The recently published study in Environmental Health Perspectives investigated the possible contribution of heating coil to metal exposure in e-cigarette users wherein scientists examined 56 e-cigarette sample devices obtained from daily e-cigarette users to identify the transfer of metals from the heating coil to the e-liquid and the generated aerosol. But in over half of the e-cigs, the liquid inside the dispenser and the aerosol contained significant levels of chromium, nickel, and lead. Study authors pointed out that chronic inhalation of these metals has been linked to lung, liver, immune, cardiovascular and brain damage, and even cancers.
The amount of lead found in the aerosols produced by the devices was, in some cases, more than 25 times greater than in the refill dispensers.
The researchers called on the US Food and Drugs Administration (FDA) to regulate the devices.
E-cigarettes have increasingly been seen as a possible savior for many who struggle to kick their cigarette addiction, as the vapor is deemed much less risky than the tar caused by regular smoking.
The research was carried out at John Hopkins University, where the researchers conducted a study in which participated 56 users of electronic cigarettes. The researchers then asked to test the levels of toxic metals in the users' e-liquid before it had been put into the device, the e-liquid in the storage tank of the device, and in the vapor that came out of the device. Four metals were excluded because of low levels: arsenic, titanium, uranium and tungsten.
'These were median levels only, ' says senior study author Dr Ana María Rule.
The question is whether exposure to those toxic metals, at the level found in normal, everyday e-cigarette use, is risky. They found highly toxic arsenic in 10 samples, according to USA Today. Nickel, chromium and manganese approached or exceeded safe limits, the researchers report.

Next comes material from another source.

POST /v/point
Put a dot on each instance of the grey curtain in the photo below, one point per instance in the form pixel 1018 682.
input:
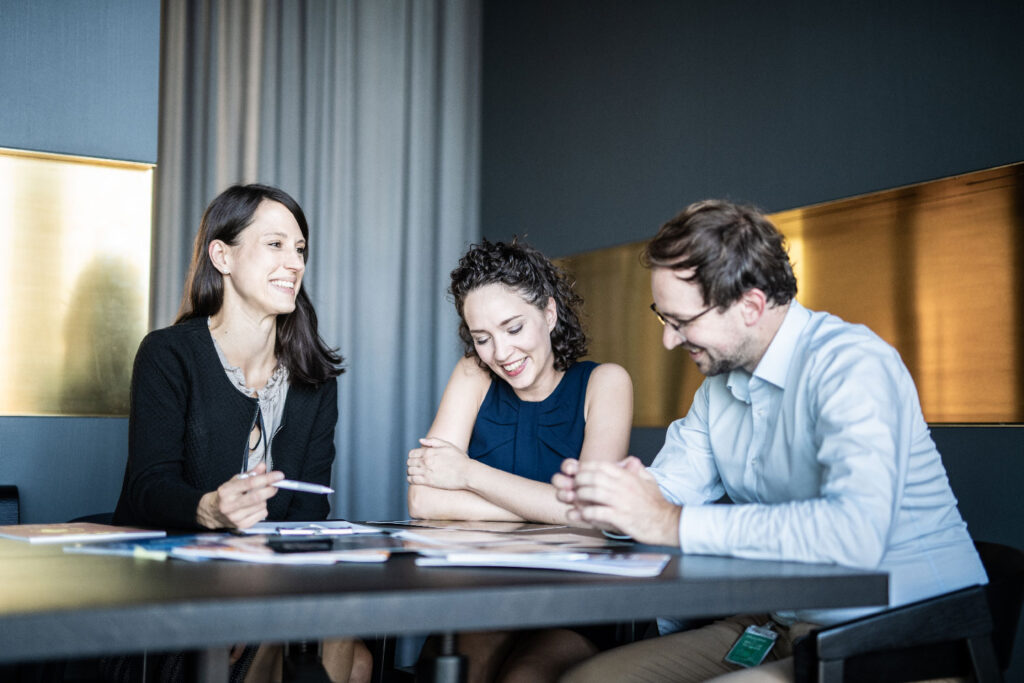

E-cigarette heating coils are normally made of nickel, chromium and a few other elements.
"We don't know yet whether metals are chemically leaching from the coil or vaporizing when it's heated", Rule said.
Test results also showed that aerosol metal concentrations were highest for e-cigarettes with more frequently changed coils.
The FDA does not now regulate e-cigarettes but has the authority to do so, the study authors noted. The heat generates aerosol, which is a mix of vapors and tiny droplets formed from the e-liquid. Rule's team plans further studies. "We've established with this study that there are exposures to these metals, which is the first step, but we need also to determine the actual health effects", she says. An earlier study had indicated that the flavorings in e-cigarettes could damage heart muscle.